The desire to work with fabric again was very strong, I think as a direct result of denying myself the comfort of a familiar material and methodology.
I am convinced I have been moving closer to portraying my interest in the visceral, something difficult to confront, but at the same time strongly compelling.
Another of my interests also has begun to emerge concerning the cultural horror of the corpse; even whilst being continually surrounded in daily life by animal and human body parts, we are absurdly de-sensitized to their reality.

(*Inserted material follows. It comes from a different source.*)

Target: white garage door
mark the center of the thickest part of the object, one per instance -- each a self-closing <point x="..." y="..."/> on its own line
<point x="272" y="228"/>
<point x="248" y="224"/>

I decided to use a method of moulding with PVA and fabric that I had experimented with on the first year of the programme but had abandoned because I was uncomfortable with the lack of control I had over the outcome. I think it is with greater maturity, experience and confidence that I re-appropriated this method, being less concerned with the perfection of the finished artefact and more trusting in intuition, giving space for the subconscious and the unknown to emerge.
This whole piece was only partially planned, the piece arrived in front of me fully formed and an almost total surprise.
The ‘meat’ that I was trying to create has become the main body of material for the ‘Hanging Hams’ (2012) where I used more wool blankets to also create human leg ‘ham’ shapes.